Bloomfield is a town in Waushara County, Wisconsin, United States. The population was 1,054 at the 2020 census. The census-designated place of Tustin is located in the town. The unincorporated communities of Brushville and West Bloomfield are also located in the town. The unincorporated community of Metz is also located partially within the town.

==Geography==
According to the United States Census Bureau, the town has a total area of 35.9 square miles (92.9 km^{2}), of which 35.4 square miles (91.7 km^{2}) is land and 0.5 square mile (1.2 km^{2}) (1.28%) is water.

==Demographics==
As of the census of 2000, there were 1,018 people, 383 households, and 297 families residing in the town. The population density was 28.7 people per square mile (11.1/km^{2}). There were 454 housing units at an average density of 12.8 per square mile (5.0/km^{2}). The racial makeup of the town was 99.12% White, 0.20% Native American, 0.20% Asian, and 0.49% from two or more races. Hispanic or Latino of any race were 0.10% of the population.

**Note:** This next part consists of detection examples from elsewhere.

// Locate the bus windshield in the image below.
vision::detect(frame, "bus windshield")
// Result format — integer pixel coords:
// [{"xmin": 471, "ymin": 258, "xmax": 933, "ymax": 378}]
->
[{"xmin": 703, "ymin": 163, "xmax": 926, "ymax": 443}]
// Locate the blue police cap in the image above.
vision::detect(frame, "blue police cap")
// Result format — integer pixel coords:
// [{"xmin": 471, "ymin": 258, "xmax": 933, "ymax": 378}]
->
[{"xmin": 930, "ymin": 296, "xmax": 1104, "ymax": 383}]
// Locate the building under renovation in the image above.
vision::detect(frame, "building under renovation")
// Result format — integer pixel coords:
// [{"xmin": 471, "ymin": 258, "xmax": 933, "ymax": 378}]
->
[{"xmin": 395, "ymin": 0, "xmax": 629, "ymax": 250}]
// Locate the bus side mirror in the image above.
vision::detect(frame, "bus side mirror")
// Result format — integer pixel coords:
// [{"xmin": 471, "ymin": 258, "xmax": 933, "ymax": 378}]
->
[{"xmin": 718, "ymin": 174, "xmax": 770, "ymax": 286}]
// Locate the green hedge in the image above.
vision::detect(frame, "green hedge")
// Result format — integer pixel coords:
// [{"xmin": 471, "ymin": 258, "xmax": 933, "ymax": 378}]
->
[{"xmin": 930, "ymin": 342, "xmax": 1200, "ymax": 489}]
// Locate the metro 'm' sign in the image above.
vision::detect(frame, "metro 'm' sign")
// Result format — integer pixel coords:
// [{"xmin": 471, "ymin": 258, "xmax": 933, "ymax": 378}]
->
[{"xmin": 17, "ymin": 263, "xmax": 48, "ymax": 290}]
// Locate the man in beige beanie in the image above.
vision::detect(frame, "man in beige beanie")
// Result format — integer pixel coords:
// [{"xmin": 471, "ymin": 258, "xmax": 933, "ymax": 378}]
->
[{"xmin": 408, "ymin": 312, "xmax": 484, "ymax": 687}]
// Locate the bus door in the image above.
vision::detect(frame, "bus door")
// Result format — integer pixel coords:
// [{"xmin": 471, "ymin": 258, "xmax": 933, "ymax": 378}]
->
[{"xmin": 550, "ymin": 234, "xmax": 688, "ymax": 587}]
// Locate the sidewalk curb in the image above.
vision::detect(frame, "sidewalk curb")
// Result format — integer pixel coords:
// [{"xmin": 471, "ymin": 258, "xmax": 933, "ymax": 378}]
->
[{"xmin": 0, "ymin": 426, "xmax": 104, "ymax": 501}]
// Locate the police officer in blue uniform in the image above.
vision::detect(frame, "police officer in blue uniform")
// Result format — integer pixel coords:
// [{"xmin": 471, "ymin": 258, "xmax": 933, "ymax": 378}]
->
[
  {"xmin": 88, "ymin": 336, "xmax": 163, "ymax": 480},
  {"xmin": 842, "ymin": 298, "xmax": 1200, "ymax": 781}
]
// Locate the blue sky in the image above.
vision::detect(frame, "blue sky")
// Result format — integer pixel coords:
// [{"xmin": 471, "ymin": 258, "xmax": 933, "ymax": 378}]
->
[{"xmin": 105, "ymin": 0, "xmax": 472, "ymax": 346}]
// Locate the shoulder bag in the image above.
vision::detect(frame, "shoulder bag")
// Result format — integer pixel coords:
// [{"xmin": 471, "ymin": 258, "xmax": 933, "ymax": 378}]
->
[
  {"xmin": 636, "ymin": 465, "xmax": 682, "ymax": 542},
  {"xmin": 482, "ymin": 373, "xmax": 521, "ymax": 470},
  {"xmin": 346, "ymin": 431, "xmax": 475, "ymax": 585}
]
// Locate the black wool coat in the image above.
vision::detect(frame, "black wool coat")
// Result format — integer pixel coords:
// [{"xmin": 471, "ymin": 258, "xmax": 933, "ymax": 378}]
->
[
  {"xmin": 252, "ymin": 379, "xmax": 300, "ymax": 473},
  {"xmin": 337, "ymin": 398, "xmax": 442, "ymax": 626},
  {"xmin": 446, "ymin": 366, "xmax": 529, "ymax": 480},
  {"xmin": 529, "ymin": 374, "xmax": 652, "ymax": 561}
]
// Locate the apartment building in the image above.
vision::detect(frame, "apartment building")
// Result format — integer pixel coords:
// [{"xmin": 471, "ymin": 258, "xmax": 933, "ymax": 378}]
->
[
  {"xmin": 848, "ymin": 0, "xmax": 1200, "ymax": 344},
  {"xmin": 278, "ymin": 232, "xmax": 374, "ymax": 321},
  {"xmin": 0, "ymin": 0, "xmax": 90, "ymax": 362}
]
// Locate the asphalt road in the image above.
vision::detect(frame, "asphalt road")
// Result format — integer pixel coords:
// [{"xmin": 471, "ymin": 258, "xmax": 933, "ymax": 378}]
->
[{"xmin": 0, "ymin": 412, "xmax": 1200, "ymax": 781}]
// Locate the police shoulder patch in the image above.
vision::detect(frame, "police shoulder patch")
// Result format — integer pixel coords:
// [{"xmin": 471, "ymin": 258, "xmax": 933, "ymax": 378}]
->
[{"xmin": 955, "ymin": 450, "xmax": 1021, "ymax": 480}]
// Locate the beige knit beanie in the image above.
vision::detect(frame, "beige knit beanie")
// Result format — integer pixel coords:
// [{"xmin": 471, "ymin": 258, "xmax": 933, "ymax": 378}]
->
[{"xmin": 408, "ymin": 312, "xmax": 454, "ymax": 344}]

There were 383 households, out of which 32.9% had children under the age of 18 living with them, 69.7% were married couples living together, 4.2% had a female householder with no husband present, and 22.2% were non-families. 19.1% of all households were made up of individuals, and 8.1% had someone living alone who was 65 years of age or older. The average household size was 2.65 and the average family size was 3.01.

In the town, the population was spread out, with 24.9% under the age of 18, 6.7% from 18 to 24, 29.2% from 25 to 44, 27.0% from 45 to 64, and 12.3% who were 65 years of age or older. The median age was 40 years. For every 100 females, there were 111.6 males. For every 100 females age 18 and over, there were 107.3 males.

The median income for a household in the town was $42,222, and the median income for a family was $49,643. Males had a median income of $35,588 versus $24,821 for females. The per capita income for the town was $19,161. About 5.7% of families and 8.1% of the population were below the poverty line, including 9.9% of those under age 18 and 10.7% of those age 65 or over.